Patients were randomised (3:1) to receive either active treatment with the 3D interferon-free combination therapy or matching placebos for 12 weeks during the double blind period.

Combination therapy consisted of ABT-450/ritonavir/ABT-267 (150mg/100mg/25mg QD) + dasabuvir (250mg BID) + weight-based ribavirin (1000mg or 1200mg daily divided BID).

Patients in the placebo arm were then rolled over to active treatment for a further 12 weeks with 3D plus ribavirin for an additional 12 weeks. All patients were followed for 48 weeks after their active dosing.

Jordan J. Feld, MD, of the University of Toronto, said, “The results show that this 12-week regimen is a potent and efficacious treatment for HCV-G1 with very good tolerability. The intention-to-treat SVR12 results in the treatment arm were 96.2% (455/475 patients), which was clearly above the non-inferiority and superiority thresholds.”
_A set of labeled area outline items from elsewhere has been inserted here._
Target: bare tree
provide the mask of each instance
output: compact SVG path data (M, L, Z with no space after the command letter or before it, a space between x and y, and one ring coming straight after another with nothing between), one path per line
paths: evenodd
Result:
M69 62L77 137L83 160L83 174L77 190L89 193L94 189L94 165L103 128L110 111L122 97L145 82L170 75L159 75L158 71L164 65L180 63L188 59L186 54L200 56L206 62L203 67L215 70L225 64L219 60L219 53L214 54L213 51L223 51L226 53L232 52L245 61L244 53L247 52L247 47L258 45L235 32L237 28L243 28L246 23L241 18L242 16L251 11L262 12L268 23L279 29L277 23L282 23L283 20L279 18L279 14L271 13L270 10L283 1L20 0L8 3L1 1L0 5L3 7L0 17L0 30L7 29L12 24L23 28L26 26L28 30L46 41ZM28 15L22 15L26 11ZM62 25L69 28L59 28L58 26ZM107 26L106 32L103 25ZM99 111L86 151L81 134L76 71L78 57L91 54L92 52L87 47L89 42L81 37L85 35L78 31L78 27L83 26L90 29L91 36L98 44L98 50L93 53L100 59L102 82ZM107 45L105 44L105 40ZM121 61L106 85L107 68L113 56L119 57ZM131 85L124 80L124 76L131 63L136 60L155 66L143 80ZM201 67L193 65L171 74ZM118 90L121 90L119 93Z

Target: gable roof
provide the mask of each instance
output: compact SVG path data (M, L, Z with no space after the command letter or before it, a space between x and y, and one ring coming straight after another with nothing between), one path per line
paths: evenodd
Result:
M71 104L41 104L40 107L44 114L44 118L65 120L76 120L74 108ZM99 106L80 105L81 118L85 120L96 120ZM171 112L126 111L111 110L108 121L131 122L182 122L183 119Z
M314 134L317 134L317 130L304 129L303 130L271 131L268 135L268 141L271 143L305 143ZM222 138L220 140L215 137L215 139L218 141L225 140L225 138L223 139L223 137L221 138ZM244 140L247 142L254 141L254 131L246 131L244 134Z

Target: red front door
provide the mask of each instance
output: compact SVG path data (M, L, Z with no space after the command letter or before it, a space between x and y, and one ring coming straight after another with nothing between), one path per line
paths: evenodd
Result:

For HCV-G1a subgroup patients, the SVR12 rates were 95.3% and72% for treatment and control groups, respectively. SVR12 rates for HCV-G1a subgroup patients were 98% and 80% for treatment and control groups, respectively. The treatment breakthrough and relapse rates were 0.2% and 1.5%, respectively. The SVR12 rate was above 90% in all important subgroups such as age, ethnic group, fibrosis stage, age, BMI, or requirement of ribavirin dose modification.

Feld also noted that “although a fairly high percentage of patients in the treatment arm of the trial experienced some type of adverse effect, 70% of patients in the placebo arm also experienced adverse events during the dosing period, the most common adverse events for both treatment and placebo groups being fatigue and headache. Discontinuation due to adverse events was rare accounting for only 3 patients (0.6%).”

Addressing the question of adverse effects, Feld said, “under 1% of treated patients had Grade 3 or 4 laboratory abnormalities during the study (none of which were associated with hepato-toxicity), 5% of patients had anaemia with haemoglobin level down to 10mg/dl, one patient received erythropoietin, and no patients required transfusion.”